3.2 million-year-old human ancestor 'Lucy' had massive leg muscles to stand up straight and climb trees

A sculptor's rendering of the hominid Australopithecus afarensis in an exhibition that included the 3.2 million-year-old fossilized remains of "Lucy." (Image credit: Dave Einsel via Getty Images)

Our 3.2 million-year-old ancestor "Lucy" could stand and walk upright just like modern humans do, new 3D muscle modeling reveals.

The finding bolsters a growing consensus among researchers that Australopithecus afarensis — the extinct species to which Lucy belongs — walked erect rather than with a chimpanzee-like, crouching waddle.

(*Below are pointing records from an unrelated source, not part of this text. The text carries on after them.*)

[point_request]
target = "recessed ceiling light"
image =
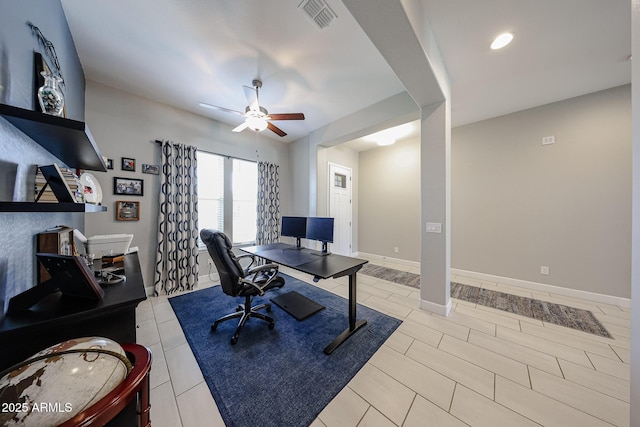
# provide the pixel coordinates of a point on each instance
(501, 41)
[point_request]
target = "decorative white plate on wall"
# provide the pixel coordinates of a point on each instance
(92, 190)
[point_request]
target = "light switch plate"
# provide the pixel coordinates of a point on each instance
(434, 227)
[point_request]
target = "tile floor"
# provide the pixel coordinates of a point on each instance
(476, 367)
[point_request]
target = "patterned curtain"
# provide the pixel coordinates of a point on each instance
(268, 203)
(177, 255)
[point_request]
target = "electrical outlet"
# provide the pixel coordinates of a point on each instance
(434, 227)
(548, 140)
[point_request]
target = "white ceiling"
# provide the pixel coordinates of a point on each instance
(182, 52)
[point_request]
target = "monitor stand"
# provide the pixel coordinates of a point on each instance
(297, 246)
(325, 250)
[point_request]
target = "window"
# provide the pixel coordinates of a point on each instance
(210, 191)
(229, 207)
(245, 195)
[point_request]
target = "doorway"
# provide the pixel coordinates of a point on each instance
(340, 208)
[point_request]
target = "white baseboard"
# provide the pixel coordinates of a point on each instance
(541, 287)
(524, 284)
(432, 307)
(388, 259)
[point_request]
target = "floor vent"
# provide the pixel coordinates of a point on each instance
(319, 12)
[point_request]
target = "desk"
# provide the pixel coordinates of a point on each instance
(58, 318)
(320, 267)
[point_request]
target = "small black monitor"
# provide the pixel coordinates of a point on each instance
(320, 229)
(294, 226)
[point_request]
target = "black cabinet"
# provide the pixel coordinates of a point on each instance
(58, 318)
(69, 140)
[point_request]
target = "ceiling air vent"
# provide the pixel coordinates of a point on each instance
(319, 11)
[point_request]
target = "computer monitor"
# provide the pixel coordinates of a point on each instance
(320, 229)
(294, 226)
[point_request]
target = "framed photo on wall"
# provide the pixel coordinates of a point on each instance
(127, 211)
(128, 186)
(128, 164)
(152, 169)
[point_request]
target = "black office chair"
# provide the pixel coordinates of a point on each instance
(237, 281)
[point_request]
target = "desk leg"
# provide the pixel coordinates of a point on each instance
(354, 324)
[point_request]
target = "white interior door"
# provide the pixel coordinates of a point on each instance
(340, 208)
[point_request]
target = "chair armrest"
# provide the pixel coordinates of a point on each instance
(263, 267)
(272, 268)
(243, 256)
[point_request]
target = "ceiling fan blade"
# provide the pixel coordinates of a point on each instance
(251, 93)
(240, 127)
(287, 116)
(275, 129)
(215, 107)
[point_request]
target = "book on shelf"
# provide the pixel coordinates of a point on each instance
(54, 185)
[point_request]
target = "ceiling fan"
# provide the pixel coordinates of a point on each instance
(257, 118)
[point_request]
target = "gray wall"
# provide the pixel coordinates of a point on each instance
(389, 201)
(518, 205)
(125, 125)
(18, 153)
(635, 251)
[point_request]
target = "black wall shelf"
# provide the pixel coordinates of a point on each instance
(67, 139)
(50, 207)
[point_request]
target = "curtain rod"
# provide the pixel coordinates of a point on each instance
(157, 141)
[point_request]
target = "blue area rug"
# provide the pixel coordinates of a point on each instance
(277, 377)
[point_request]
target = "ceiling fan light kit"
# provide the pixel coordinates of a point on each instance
(257, 118)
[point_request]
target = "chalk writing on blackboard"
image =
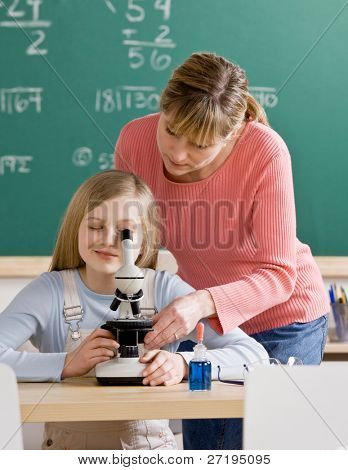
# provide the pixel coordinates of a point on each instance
(137, 56)
(266, 96)
(15, 164)
(109, 100)
(83, 157)
(20, 99)
(110, 6)
(17, 16)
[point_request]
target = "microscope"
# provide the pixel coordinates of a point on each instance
(131, 326)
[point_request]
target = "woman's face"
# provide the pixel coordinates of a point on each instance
(181, 156)
(99, 234)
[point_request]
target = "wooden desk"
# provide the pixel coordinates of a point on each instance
(82, 399)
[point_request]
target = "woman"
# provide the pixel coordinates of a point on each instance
(223, 181)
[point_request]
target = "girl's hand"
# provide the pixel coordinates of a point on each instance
(99, 346)
(165, 368)
(179, 318)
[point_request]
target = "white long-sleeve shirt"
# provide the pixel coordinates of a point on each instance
(36, 314)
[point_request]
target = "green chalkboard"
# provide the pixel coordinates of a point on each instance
(73, 72)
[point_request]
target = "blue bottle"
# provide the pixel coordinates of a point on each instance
(200, 367)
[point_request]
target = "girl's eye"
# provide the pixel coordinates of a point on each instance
(169, 131)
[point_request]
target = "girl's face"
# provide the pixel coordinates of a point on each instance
(181, 156)
(99, 234)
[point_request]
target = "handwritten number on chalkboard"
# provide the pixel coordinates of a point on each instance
(165, 6)
(33, 48)
(161, 38)
(134, 53)
(13, 12)
(138, 12)
(36, 8)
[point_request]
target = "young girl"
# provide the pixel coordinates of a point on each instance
(88, 252)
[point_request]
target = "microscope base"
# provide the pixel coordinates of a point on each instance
(120, 380)
(120, 371)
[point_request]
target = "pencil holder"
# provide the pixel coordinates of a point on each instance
(340, 314)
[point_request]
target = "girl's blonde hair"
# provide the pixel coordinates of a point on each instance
(207, 98)
(92, 193)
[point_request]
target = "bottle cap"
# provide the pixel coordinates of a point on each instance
(200, 332)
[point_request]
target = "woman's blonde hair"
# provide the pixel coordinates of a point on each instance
(207, 98)
(91, 194)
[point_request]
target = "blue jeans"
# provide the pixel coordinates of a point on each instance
(303, 340)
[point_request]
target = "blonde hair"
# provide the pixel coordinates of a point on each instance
(91, 194)
(207, 98)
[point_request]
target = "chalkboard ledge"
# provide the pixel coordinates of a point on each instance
(32, 266)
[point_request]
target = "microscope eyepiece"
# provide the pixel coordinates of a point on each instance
(126, 234)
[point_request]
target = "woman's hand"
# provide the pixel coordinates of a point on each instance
(165, 368)
(179, 318)
(99, 346)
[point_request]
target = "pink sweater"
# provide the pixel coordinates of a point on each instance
(234, 233)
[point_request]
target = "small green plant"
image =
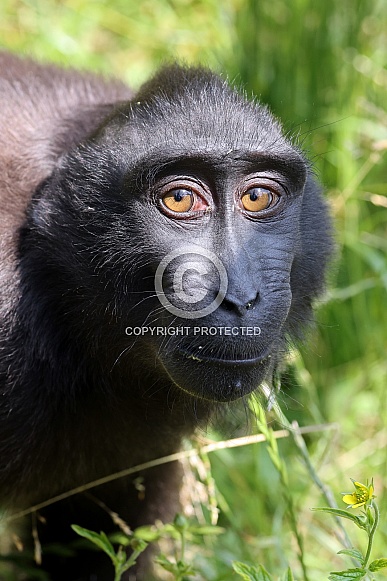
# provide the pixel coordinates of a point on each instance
(368, 520)
(121, 562)
(179, 531)
(259, 573)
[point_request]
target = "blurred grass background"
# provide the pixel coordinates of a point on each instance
(321, 66)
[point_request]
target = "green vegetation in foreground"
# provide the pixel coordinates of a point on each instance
(322, 69)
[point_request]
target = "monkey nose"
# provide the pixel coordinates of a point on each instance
(239, 304)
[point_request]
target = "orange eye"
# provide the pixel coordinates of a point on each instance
(179, 200)
(258, 199)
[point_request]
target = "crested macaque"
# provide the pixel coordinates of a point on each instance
(158, 252)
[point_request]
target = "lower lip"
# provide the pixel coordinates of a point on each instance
(225, 362)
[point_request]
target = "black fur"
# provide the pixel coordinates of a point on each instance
(83, 168)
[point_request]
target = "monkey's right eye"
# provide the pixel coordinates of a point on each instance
(179, 200)
(183, 201)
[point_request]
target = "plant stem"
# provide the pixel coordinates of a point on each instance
(372, 533)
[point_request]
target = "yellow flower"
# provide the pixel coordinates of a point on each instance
(361, 495)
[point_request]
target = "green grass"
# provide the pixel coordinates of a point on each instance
(321, 66)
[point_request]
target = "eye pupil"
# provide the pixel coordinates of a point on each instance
(179, 195)
(179, 200)
(258, 199)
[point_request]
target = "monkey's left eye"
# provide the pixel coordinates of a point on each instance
(258, 199)
(182, 200)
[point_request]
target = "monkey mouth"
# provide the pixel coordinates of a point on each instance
(226, 361)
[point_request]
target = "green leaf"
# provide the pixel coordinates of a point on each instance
(378, 564)
(288, 576)
(206, 530)
(348, 575)
(353, 553)
(251, 573)
(99, 539)
(359, 521)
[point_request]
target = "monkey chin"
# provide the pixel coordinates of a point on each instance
(215, 380)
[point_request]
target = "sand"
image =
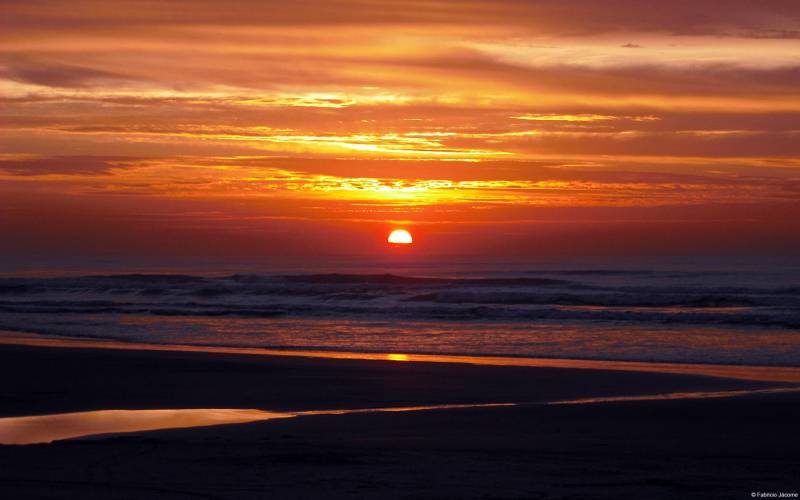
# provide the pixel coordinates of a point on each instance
(693, 448)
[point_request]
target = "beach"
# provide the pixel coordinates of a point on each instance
(696, 447)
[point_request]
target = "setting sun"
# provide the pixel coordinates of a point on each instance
(400, 237)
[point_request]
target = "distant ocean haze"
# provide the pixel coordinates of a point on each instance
(740, 316)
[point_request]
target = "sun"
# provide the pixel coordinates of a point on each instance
(400, 237)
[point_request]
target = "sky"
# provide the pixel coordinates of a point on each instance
(497, 128)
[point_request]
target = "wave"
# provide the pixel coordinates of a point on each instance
(601, 296)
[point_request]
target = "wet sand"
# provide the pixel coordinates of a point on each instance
(689, 448)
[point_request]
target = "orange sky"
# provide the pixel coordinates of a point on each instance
(488, 128)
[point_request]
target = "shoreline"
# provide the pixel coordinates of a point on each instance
(762, 373)
(630, 442)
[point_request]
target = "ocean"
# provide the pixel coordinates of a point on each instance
(681, 311)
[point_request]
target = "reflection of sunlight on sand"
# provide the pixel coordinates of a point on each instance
(739, 372)
(47, 428)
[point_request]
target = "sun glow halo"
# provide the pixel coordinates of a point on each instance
(400, 237)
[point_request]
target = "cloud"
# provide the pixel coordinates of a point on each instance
(63, 165)
(51, 74)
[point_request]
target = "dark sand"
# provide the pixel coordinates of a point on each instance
(699, 448)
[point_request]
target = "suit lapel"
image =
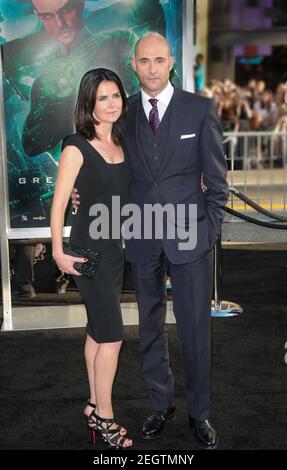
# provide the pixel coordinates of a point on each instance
(133, 137)
(177, 115)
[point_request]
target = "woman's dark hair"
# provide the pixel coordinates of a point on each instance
(84, 119)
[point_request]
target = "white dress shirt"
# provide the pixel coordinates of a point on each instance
(163, 98)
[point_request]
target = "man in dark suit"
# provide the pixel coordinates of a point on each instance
(173, 138)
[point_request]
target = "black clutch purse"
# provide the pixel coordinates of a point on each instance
(88, 268)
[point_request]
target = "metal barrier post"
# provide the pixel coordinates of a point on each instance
(219, 307)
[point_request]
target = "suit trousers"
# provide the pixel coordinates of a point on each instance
(191, 293)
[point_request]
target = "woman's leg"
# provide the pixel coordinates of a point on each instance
(106, 362)
(91, 348)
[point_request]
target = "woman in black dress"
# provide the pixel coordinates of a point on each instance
(94, 162)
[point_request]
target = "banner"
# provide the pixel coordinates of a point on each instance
(46, 47)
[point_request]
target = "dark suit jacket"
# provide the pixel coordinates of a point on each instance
(178, 178)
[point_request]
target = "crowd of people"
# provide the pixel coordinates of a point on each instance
(250, 108)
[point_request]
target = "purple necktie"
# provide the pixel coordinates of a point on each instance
(153, 115)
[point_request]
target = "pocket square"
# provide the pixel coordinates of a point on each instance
(187, 136)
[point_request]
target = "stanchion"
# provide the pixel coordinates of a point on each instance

The hominin's reconstructed pelvis and leg muscles also suggest that she could climb trees, meaning the species likely thrived in both forest and grassland habitats in East Africa 3 million to 4 million years ago.

"Lucy's muscles suggest that she was as proficient at bipedalism as we are, while possibly also being at home in the trees," Ashleigh Wiseman, a research associate at the University of Cambridge's McDonald Institute for Archaeological Research in the U.K. who conducted the modeling study, said in a statement. "She would have been able to exploit both habitats effectively."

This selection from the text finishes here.